Meta did not provide a full explanation of how it found the monitoring corporations, but it runs some of the world’s largest social and communications networks and boasts about its capacity to identify and remove harmful actors from its platforms.

Israel’s Black Cube is one of them, having made a name for itself by deploying spies on behest of Hollywood rapist Harvey Weinstein, “likely for later phishing assaults.” Meta said that the intelligence firm was using phantom personas to chat up its targets online and acquire their emails.

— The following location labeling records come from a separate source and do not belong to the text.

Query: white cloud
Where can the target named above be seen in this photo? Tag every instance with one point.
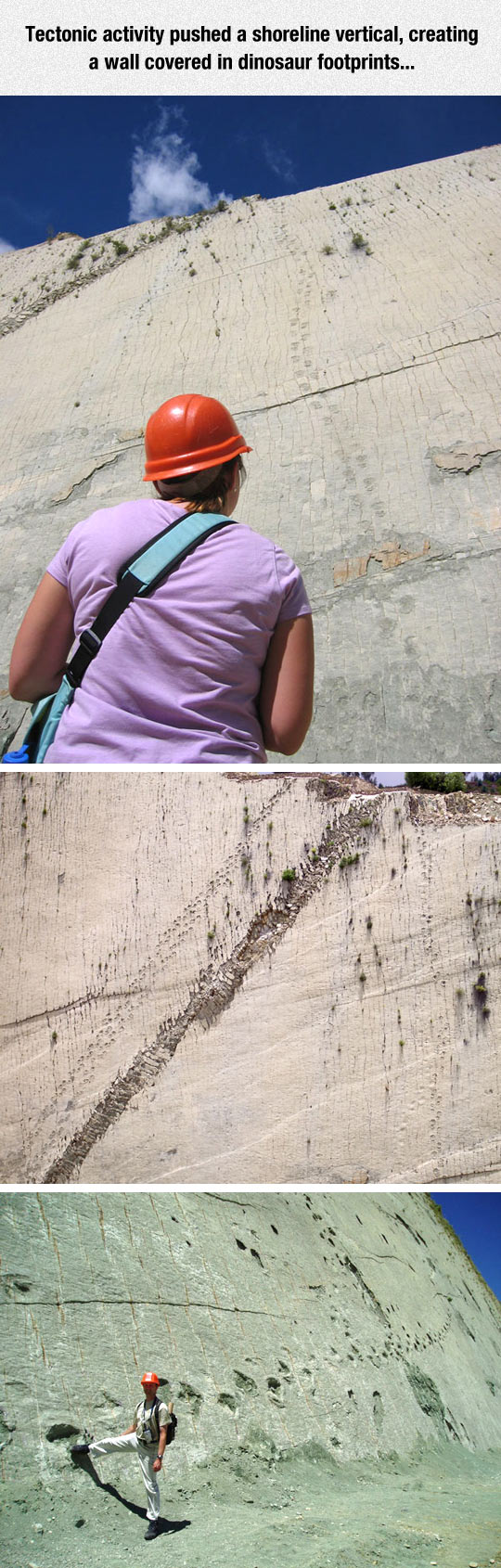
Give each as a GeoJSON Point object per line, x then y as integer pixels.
{"type": "Point", "coordinates": [279, 161]}
{"type": "Point", "coordinates": [166, 177]}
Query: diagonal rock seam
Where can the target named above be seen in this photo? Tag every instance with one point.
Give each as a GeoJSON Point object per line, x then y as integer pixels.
{"type": "Point", "coordinates": [213, 993]}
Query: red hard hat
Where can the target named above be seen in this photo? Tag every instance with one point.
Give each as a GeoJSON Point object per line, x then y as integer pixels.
{"type": "Point", "coordinates": [190, 433]}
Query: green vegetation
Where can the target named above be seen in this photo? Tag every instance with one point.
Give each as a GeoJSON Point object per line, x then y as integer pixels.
{"type": "Point", "coordinates": [443, 783]}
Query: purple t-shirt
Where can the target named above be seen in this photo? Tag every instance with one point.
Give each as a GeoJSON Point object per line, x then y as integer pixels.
{"type": "Point", "coordinates": [179, 675]}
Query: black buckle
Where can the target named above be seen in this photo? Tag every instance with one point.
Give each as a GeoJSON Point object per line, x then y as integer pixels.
{"type": "Point", "coordinates": [90, 642]}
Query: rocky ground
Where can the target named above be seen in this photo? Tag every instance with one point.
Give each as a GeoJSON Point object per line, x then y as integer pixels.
{"type": "Point", "coordinates": [439, 1510]}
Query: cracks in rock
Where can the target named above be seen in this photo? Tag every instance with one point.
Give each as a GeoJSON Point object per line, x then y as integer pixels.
{"type": "Point", "coordinates": [84, 480]}
{"type": "Point", "coordinates": [373, 375]}
{"type": "Point", "coordinates": [125, 1300]}
{"type": "Point", "coordinates": [213, 993]}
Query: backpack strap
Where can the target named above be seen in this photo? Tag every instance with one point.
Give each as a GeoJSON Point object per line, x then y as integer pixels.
{"type": "Point", "coordinates": [140, 576]}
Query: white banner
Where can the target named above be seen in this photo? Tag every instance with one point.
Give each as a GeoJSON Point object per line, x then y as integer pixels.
{"type": "Point", "coordinates": [121, 47]}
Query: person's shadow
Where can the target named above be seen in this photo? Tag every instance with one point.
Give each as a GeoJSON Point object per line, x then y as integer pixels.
{"type": "Point", "coordinates": [165, 1526]}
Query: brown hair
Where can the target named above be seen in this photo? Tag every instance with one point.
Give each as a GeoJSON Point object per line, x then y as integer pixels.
{"type": "Point", "coordinates": [204, 491]}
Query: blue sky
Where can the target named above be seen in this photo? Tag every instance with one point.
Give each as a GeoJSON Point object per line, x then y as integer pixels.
{"type": "Point", "coordinates": [96, 163]}
{"type": "Point", "coordinates": [476, 1220]}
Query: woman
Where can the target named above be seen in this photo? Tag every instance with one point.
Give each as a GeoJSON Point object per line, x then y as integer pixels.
{"type": "Point", "coordinates": [216, 663]}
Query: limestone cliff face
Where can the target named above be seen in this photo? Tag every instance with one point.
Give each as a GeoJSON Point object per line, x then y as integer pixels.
{"type": "Point", "coordinates": [354, 331]}
{"type": "Point", "coordinates": [287, 983]}
{"type": "Point", "coordinates": [276, 1320]}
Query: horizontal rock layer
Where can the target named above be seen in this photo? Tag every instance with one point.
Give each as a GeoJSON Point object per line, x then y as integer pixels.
{"type": "Point", "coordinates": [355, 1322]}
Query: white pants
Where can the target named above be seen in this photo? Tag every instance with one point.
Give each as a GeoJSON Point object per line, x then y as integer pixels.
{"type": "Point", "coordinates": [146, 1456]}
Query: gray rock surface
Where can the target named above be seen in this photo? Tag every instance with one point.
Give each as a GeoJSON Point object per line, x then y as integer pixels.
{"type": "Point", "coordinates": [351, 1320]}
{"type": "Point", "coordinates": [284, 981]}
{"type": "Point", "coordinates": [354, 331]}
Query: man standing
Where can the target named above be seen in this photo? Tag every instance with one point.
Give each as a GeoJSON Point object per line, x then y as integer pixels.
{"type": "Point", "coordinates": [152, 1427]}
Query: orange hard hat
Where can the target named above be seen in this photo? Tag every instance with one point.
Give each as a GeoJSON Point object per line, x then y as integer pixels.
{"type": "Point", "coordinates": [190, 433]}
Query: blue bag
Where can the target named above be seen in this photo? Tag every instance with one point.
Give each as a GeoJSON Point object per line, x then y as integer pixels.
{"type": "Point", "coordinates": [140, 576]}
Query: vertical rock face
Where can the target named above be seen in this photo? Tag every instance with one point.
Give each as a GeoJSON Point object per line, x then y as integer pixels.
{"type": "Point", "coordinates": [351, 1320]}
{"type": "Point", "coordinates": [354, 333]}
{"type": "Point", "coordinates": [248, 981]}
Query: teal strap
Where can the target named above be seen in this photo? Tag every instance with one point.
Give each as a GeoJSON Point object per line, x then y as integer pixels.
{"type": "Point", "coordinates": [173, 545]}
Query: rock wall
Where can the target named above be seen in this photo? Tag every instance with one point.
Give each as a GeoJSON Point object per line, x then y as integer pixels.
{"type": "Point", "coordinates": [212, 977]}
{"type": "Point", "coordinates": [354, 331]}
{"type": "Point", "coordinates": [354, 1322]}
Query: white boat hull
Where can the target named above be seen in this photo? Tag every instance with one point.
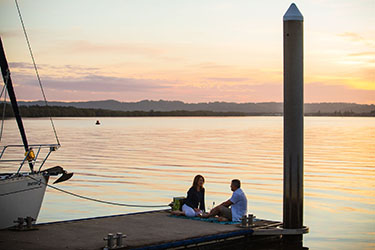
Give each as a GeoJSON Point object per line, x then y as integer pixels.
{"type": "Point", "coordinates": [21, 197]}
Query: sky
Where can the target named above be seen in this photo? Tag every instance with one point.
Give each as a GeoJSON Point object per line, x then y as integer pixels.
{"type": "Point", "coordinates": [187, 50]}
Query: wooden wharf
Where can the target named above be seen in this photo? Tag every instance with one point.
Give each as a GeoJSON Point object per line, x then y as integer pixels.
{"type": "Point", "coordinates": [145, 230]}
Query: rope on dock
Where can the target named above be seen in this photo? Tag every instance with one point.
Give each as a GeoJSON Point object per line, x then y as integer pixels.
{"type": "Point", "coordinates": [97, 200]}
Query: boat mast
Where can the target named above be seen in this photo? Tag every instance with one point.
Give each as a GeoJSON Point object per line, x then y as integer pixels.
{"type": "Point", "coordinates": [12, 96]}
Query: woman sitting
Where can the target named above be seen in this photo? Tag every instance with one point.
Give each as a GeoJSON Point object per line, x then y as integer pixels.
{"type": "Point", "coordinates": [194, 205]}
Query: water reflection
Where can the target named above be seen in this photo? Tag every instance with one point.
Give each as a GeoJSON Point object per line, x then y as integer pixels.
{"type": "Point", "coordinates": [150, 160]}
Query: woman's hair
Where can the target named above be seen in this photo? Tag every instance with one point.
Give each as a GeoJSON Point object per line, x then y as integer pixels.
{"type": "Point", "coordinates": [196, 179]}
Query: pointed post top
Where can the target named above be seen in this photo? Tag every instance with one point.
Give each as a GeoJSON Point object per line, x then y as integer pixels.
{"type": "Point", "coordinates": [293, 14]}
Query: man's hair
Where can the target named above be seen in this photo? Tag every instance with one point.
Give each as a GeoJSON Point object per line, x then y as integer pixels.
{"type": "Point", "coordinates": [196, 180]}
{"type": "Point", "coordinates": [236, 183]}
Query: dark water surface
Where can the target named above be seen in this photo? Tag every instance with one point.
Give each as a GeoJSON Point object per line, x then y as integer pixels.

In a statement, Black Cube said it “does not undertake any phishing or hacking” and said the firm routinely ensured “all our agents’ activities are fully compliant with local laws.”

BellTroX, an Indian cyber mercenary firm uncovered by Reuters and the internet watchdog Citizen Lab last year, an Israeli firm called Bluehawk CI, and a European firm called Cytrox – all of whom Meta accused of hacking – are among those mentioned by Meta.

Cognyte, which was spun off from security firm Verint Systems Inc (VRNT.O) in February, and Israeli startup Cobwebs Technologies were accused of utilising phoney personas to deceive people into disclosing personal information rather than hacking.

Cognyte, Verint, and Bluehawk did not respond to requests for comment right away.

Gleicher declined to identify any of the targets, however Citizen Lab claimed that one of Cytrox’s victims was Egyptian opposition activist Ayman Nour in a report released at the same time as Meta’s.

Nour blamed the espionage on the Egyptian government, telling Reuters in an interview from Istanbul that he had long feared he was being watched by Egyptian agents.

“For the first time I have evidence,” he said.

There were no comments available from Egyptian authorities.

Other targets of the surveillance firms, according to Gleicher, were celebrities, politicians, journalists, attorneys, executives, and ordinary residents. According to him, the espionage activities included friends and family members of the targets.

David Agranovich, a Meta cybersecurity officer, said he hoped the announcement on Thursday would “kickstart the disruption of the surveillance-for-hire sector.” Other social media companies appeared to be following Meta’s lead, with Twitter announcing the cancellation of 300 accounts just hours after Meta’s statement.

It remains to be seen whether the takedowns are more than a temporary setback for the corporations concerned. Black Cube and BellTroX are two of the companies that have recovered from earlier spying controversies.